Again, the code is distinct for the image or video model
It uses a Pyramid of Laplacian for the HDR equirectangular and samples randomly the EV and sphere type from the predictions.
For image model:
cd HDRMerge
. merge_image.sh
For video model:
cd HDRMerge
. merge_video.sh
There also is a script to HDR merge the GT, which uses the GT rendered exr rgb.

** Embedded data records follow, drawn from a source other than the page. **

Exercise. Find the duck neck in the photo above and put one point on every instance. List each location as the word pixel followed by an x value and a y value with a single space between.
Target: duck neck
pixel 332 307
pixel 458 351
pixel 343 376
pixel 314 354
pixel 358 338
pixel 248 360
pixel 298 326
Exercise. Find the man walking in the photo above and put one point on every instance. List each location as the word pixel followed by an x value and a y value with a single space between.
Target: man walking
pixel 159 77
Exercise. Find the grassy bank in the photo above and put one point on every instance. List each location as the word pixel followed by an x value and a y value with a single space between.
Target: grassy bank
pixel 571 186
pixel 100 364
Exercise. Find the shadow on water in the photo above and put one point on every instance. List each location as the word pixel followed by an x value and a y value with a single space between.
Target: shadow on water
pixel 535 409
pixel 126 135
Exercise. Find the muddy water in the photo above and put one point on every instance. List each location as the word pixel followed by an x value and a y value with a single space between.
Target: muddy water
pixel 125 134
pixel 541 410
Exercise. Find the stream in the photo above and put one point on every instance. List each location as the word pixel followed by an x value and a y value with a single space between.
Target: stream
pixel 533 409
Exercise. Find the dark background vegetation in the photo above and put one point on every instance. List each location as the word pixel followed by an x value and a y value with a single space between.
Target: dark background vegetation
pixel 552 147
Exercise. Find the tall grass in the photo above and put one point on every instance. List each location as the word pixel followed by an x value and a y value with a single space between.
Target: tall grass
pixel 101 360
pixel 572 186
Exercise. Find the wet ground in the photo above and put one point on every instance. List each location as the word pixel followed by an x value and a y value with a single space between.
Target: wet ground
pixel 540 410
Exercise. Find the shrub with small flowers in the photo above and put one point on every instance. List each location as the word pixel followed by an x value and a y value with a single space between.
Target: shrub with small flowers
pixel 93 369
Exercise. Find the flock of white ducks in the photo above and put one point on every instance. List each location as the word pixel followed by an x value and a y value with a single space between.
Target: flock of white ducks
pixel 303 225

This is done as blender's hdr equirectangular render ignore some direct view light sources, whereas they show in the mirror sphere.
cd HDRMerge
. merge_gt.sh
The code for the HDR optimization is in the metrics subfolder.
To obtain the metrics from the paper, the optimized HDRi must first be used to relight a test scene.
The script render_metrics.py uses the blend file test_scene.blend and sets the optimized HDR as world lighting before rendering.
The script is run as such for the image predictions:
cd metrics
python render_metrics.py --blender_path [path to blender executable] --data_path ../outputs/classroom_image
--data_path can be changed to ../outputs/classroom_video for video predictions and to ../datasets/classroom for GT.
Once the test scene is rendered for both the GT and predictions, the metrics from the paper can be obtained with the two following bash by setting the correct paths.
python metrics_renders_separate.py --gt ../datasets/classroom --pred ../outputs/classroom_image
python metrics_renders_separate_time.py --gt ../datasets/classroom --pred ../outputs/classroom_image
--pred can be changed to ../outputs/classroom_video for video predictions.
Those same render and metrics scripts are used for both image and video models.